Sacramento’s alliance with Phantom Auto is not a random one. The city wants to send a clear message about innovation and testing new technologies safely. By selecting a teleoperation specialist like Phantom for its first official driverless vehicle product, Sacramento hopes to say: Come use our roads to test, but please also follow the rules.

“With us having the DMV, the regulators for autonomous cars in California, two miles away from our office, it’s important that we follow the guidelines,” says Louis Stewart, Sacramento’s chief innovation officer. But he and other public officials are also hoping that the remote driving element helps quashes fears about the new tech. “We thought it actually was a good way to include the general public in the conversation. No, there isn’t a driver behind the wheel, but there is somebody who has control of the car.”

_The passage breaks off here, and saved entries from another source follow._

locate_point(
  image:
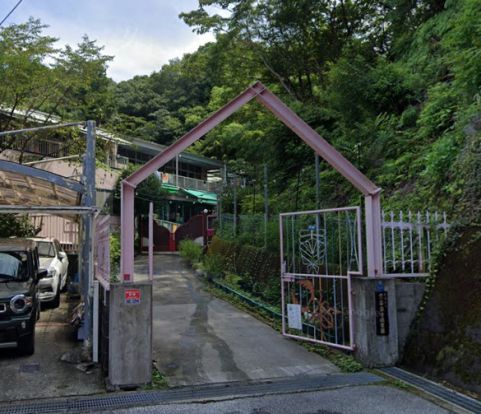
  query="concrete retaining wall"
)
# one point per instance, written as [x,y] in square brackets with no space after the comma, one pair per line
[373,350]
[408,298]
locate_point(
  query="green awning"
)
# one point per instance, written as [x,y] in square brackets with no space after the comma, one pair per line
[170,188]
[202,196]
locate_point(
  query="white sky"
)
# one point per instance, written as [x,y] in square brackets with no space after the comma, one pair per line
[141,34]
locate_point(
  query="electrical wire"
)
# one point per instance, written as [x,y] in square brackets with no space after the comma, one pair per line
[11,11]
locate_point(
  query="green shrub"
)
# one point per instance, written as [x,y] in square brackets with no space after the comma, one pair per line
[114,256]
[214,264]
[190,251]
[114,249]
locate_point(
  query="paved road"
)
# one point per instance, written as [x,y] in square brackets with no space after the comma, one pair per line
[372,399]
[198,339]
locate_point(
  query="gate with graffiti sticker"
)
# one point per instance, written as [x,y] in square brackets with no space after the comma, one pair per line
[320,250]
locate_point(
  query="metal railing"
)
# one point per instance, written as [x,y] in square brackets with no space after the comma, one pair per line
[409,241]
[320,250]
[191,183]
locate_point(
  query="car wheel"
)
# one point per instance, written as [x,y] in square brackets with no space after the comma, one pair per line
[56,300]
[26,345]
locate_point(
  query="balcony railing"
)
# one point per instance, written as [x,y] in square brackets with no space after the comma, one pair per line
[191,183]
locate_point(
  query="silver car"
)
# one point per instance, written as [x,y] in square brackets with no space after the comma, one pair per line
[52,258]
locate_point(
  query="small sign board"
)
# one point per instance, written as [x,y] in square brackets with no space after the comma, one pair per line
[294,320]
[132,296]
[382,317]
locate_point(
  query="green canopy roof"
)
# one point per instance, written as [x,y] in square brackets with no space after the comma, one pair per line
[170,188]
[202,196]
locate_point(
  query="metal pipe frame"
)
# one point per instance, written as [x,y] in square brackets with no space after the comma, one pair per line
[298,126]
[22,169]
[55,126]
[67,210]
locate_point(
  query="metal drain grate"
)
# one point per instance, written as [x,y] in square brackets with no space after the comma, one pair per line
[437,390]
[206,392]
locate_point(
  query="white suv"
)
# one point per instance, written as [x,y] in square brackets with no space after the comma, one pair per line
[52,258]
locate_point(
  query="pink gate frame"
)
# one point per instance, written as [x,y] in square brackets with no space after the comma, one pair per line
[265,97]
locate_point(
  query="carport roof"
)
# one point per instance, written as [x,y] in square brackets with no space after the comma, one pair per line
[28,186]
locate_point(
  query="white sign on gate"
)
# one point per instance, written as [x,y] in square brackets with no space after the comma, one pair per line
[294,316]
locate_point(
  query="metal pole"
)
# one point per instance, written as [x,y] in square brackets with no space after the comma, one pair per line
[266,205]
[95,345]
[176,170]
[87,256]
[374,235]
[235,206]
[318,190]
[24,130]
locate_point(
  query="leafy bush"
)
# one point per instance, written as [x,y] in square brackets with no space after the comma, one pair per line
[18,226]
[214,265]
[256,268]
[190,251]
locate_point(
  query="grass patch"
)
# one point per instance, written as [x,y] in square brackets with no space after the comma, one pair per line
[159,381]
[345,362]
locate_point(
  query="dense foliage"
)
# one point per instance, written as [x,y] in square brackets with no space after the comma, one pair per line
[394,85]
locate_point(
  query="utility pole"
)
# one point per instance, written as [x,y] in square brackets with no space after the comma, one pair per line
[86,256]
[318,195]
[266,205]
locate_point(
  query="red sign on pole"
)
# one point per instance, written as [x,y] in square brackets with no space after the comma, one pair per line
[132,296]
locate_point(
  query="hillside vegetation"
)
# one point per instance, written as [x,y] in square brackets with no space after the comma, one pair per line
[394,85]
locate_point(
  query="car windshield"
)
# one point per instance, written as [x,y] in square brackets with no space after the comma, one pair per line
[46,249]
[13,265]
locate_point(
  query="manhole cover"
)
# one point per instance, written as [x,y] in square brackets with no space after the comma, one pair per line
[30,368]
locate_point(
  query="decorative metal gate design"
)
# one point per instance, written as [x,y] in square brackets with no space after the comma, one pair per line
[320,250]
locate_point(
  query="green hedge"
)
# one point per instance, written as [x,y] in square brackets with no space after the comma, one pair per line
[258,269]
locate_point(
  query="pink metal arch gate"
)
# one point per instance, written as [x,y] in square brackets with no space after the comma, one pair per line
[265,97]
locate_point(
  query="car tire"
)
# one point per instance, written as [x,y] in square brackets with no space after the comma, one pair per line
[56,300]
[26,345]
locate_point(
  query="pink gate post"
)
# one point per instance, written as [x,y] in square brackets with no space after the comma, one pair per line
[151,241]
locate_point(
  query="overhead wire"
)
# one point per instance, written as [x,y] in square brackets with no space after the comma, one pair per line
[10,12]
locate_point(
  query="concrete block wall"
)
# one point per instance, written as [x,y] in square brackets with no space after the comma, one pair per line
[404,298]
[373,350]
[130,335]
[408,298]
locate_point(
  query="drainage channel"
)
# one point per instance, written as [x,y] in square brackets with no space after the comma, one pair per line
[432,388]
[185,394]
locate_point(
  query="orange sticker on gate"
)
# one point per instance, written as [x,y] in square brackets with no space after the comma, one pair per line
[132,296]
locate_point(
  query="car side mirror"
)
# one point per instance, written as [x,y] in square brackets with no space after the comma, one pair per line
[42,273]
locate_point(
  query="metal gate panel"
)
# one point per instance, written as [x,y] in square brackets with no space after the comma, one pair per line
[320,250]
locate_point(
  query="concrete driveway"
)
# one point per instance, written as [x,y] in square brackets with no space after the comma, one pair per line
[43,374]
[198,339]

As it stands, many companies, like Nissan, General Motors, Zoox, Uber, Transdev, and Didi, depend on “remote drivers” to handle unforeseen situations. But only a handful of companies (including five Phantom clients) need or even want cellular networks to help support their remote operators. In fact, the industry hasn’t yet united around teleoperation as the safest way to guide self-driving cars out of trouble. “It’s quite challenging to get teleoperation working in a very dynamic environment, because it’s dependent on two-way communication,” says Steven Shladover, a UC Berkeley research engineer who has been studying automated systems for decades. Data has to move from the vehicle to the remote driver, and then from the remote driver back to the vehicle very quickly, in less than a second.

Phantom says it has figured out ways around this latency issue. Still, the cellular mapping infrastructure the company is building for Sacramento will be helpful to some self-driving companies, but not all. City officials acknowledge this, and say Phantom’s deal isn’t an exclusive one. They hope it will be the first of many partnerships, as the city works to reshape its image from staid government town to a warmer, friendlier, cheaper Bay Area alternative.

“We are on the cutting edge of redefining ourselves, and we’re hungry,” says city Mayor Darrell Steinberg. Becoming a place where it’s easy to comply with state guidelines doesn’t sound sexy, but Sacramento dreams it's just enough to turn heads.